Batailles choisies #424

Le mot du jour est: trop. 🥣


 

Trop de bruit dans mes classes.

Trop chaud et pull de trop.

Trop de sacs à dos à porter de retour de l’école.

Trop de supplications, Maman, porter, Maman, porter, porter!

Trop de chaussures dans l’entrée.

Trop de céréales renversées pendant le goûter.

Trop de modalisateurs dans la bouche de l’ass mat, oui, ça va un peu mieux, Dernier, ce n’est pas encore acquis…

Trop de curiosité de mon petit bébé, pour les cailloux, un fruit pourri, un escargot, des feutres à goûter, mais non, mon chou, non.  

Trop de majorettes.

Trop de crayons de couleurs qui jonchent le sol.
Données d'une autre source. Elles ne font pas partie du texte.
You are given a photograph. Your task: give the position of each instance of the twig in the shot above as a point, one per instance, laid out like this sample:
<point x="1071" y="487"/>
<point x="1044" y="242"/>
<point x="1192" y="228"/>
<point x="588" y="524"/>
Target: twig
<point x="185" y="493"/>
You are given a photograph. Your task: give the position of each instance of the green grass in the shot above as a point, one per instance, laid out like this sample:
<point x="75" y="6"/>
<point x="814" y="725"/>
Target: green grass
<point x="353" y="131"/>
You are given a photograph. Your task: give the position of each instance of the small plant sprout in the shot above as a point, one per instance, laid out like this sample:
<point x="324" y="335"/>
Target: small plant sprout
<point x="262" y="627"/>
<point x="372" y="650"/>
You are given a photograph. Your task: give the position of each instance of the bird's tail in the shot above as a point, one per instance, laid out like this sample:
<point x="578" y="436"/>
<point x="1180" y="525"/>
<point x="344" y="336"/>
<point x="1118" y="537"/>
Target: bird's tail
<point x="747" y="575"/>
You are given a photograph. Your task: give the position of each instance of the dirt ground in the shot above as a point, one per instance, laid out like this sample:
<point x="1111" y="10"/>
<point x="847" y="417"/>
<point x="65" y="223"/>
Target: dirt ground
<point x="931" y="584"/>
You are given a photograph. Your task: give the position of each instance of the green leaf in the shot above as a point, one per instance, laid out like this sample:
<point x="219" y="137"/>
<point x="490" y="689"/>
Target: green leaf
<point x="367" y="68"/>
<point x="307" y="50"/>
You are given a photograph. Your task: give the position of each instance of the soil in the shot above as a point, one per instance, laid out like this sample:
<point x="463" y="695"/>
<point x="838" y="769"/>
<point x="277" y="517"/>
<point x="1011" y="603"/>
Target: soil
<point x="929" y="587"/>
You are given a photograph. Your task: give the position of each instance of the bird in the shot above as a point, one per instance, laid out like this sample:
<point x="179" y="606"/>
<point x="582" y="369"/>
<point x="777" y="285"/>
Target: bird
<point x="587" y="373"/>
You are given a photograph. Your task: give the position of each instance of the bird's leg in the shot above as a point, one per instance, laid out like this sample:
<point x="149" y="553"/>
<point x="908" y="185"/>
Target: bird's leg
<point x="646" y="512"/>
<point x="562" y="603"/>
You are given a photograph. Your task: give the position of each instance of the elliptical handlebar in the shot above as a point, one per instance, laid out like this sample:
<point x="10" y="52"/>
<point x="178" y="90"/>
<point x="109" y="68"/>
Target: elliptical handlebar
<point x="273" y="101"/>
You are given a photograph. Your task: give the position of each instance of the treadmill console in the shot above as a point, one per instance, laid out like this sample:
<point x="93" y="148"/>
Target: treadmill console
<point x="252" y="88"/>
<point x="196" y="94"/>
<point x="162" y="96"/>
Trop de cris d’enfants affamés.

Trop de riz par terre durant le dîner.

Trop de contorsions pour mettre la couche de Dernier.

Trop de papiers à faire qui me trottent dans la tête.

Tétée trop longue pour s’endormir.

Juste trop.


Je vis un de ces jours où mon vase est plein à ras bord, où chaque goutte risque de le faire déborder. Ce sont les gouttes quotidiennes, les bruyantes, les remuantes, les criantes, les chiantes, qui menacent de lui donner plus qu’il ne peut en contenir: j’en ai ras le bol, ras le vase, donc. Est-ce trop demander, un jour, d’avoir, plus souvent, non pas trop, mais assez?

Assez de calme.

Assez de temps pour cuisiner.

Assez d’amour à donner.

Assez d’espace pour penser.

Assez d’espace tout court, en fait.


Je vis en tant que mère dans un espace réduit, que mes enfants empiètent constamment, qu’ils traversent et écrasent, avec leurs demandes, avec leurs cris, avec leurs disputes. Les jours de trop, j’ai l’impression d’être dans un mauvais film d’aventures, coincée dans un temple à l’inca kitsch, dans une petite pièce dont les murs m’enferment et, pire, se rapprochent jusqu’à écrasement imminent - quel suspens! Je tente de toutes mes forces de les retenir, de les repousser, je crie, je hurle, quelqu’un va bien arriver pour me sauver, me sortir de là, non? Quel suspens!

  

Ce soir où tout était en trop, je ne me suis pas fâchée, je ne me suis pas énervée, je me suis juste recroquevillée sur l’espace minimal qu’il me reste quand tout est en trop, l’espace de l’heure qui avance, de l’espoir du temps qui passe jusqu’au coucher des enfants, jusqu’au silence qui s’en suit. Enfin, ce silence, ce moment pour repousser les murs! Sauf que… je n’ai pas assez d’énergie pour travailler, pas assez de temps avant le coucher, pas assez de courage pour faire des papiers.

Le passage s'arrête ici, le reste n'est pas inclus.